註:中国語で「高校」とは日本語の大学を指し、日本語の高校は中国語で「高中」と言います。
昨夜、煙台から夜行に乗り、今朝菏澤に戻りました。
(やれやれ、自分の宿舎が一番落ち着くわい)と、洗濯して一息つきながら、
昨日のスピーチコンテストの写真を整理しました。
コンテストの正式名称は「第三回“泰山杯”山東省大学日本語スピーチ大会」です。
今年は、出場校が29校に増えて出場者のレベルも過去二回に比べ、
全体的に高くなった気がします。
しかし、一生懸命発表する選手たちを見ていると、
どの子も健気で可愛いなあと思えて仕方がありませんでした。
下が菏澤学院代表の殷雪珂さんです。演台があるので小柄な彼女は
せっかくの身ぶり手ぶりが隠れてしまいました。
煙台大学が開催校としていろいろ準備してくれたことには感謝するものの、
演台なんか、近年のスピーチコンテストでは使われることのないものです。
また大会全体の司会は、過去二回は中日二ヶ国語でされたのですが、
今回は中国語のみ。
招待処の「外国人お断り」とともに、
ここはいったい何時代の教育機関なのかとムカムカしました。
さて、スピーチ大会は第一部の「課題スピーチ」(前もってテーマが与えられているスピーチ)と、
第二部の「即席スピーチ」(テーマを聞いて10分間で準備するもの)から成ります。
第一部は課題テーマの「瞬間」、殷雪珂さんのスピーチは非常に迫力があり、
大会後、審査委員長から「君のスピーチは上手でしたよ。
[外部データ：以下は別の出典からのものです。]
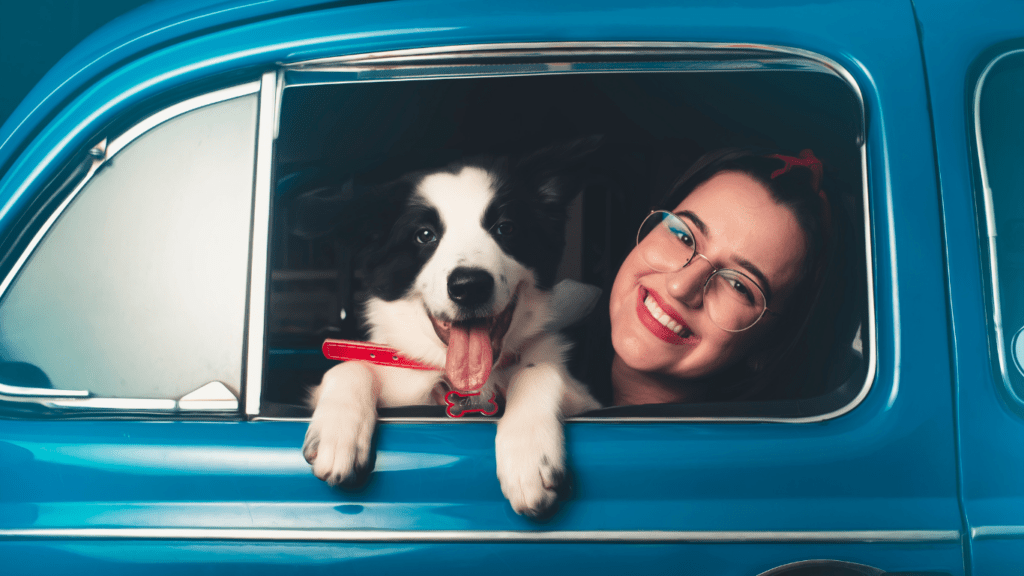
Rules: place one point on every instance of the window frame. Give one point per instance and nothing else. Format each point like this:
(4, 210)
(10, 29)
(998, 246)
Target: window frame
(476, 60)
(987, 236)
印象に残っています」
と言っていただくほどでした。
(この分で行くと優勝も夢じゃないかも)と取らぬ狸の皮算用をしていたところ、
第二部の即席スピーチで彼女は、規定時間の2分~3分に満たない、
1分50秒で「以上です!」とやたら元気よく終わってしまったではないですか。
これでは失格、0点です。
ま、それでも第一部の成績が考慮されて、総合では第三位に入賞しました。
後で彼女に聞くと、彼女の直前の出場者のことで楽屋ですったもんだあり、
分刻みのスケジュールのしわ寄せが彼女に来て、
準備時間が5分ぐらいしかもらえず、従って、ろくに考えられなかったと言うのです。
日本では考えられませんが、中国的にはいかにもありそうなことです。
それでも、「5分もあれば2、3分程度の話ができなくてどーする。
そのために普段から授業でディベートをしたり、話の構成を考えてきたはずだ。
例えば具体例を挙げただけで1分は話せる」と私が言ったあと、
彼女がポツリと言うには、
「私は演技力はあるけど、知識と思考力はないということがよく分かりました」と。
そして、「明日から、それを身につける練習をします」と。
なんと健気な学生でしょう。
煙台市の私立高校の日本語教師として働き始めた
今年卒業した先輩趙寧さん(写真右)も駆けつけてくれました。
左は日本語学部の楚煥煥 主任です。
顔の形が似ていますね。
それでも3位入賞とは、凄いことですよね。
やっぱり教師の質が高いんだと改めて感じています。
殷雪珂さんにもいい経験だったことでしょうね。
お疲れ様でした。
そうは言っても、勉強といえば試験で高得点を得るために丸暗記することだった学生たちにとって、自分の頭で考え続けたり、言葉で主張したりすることは簡単ではなさそうです。
私に残された期間は長くありませんが、その指導に重点を置いていこうと思いました。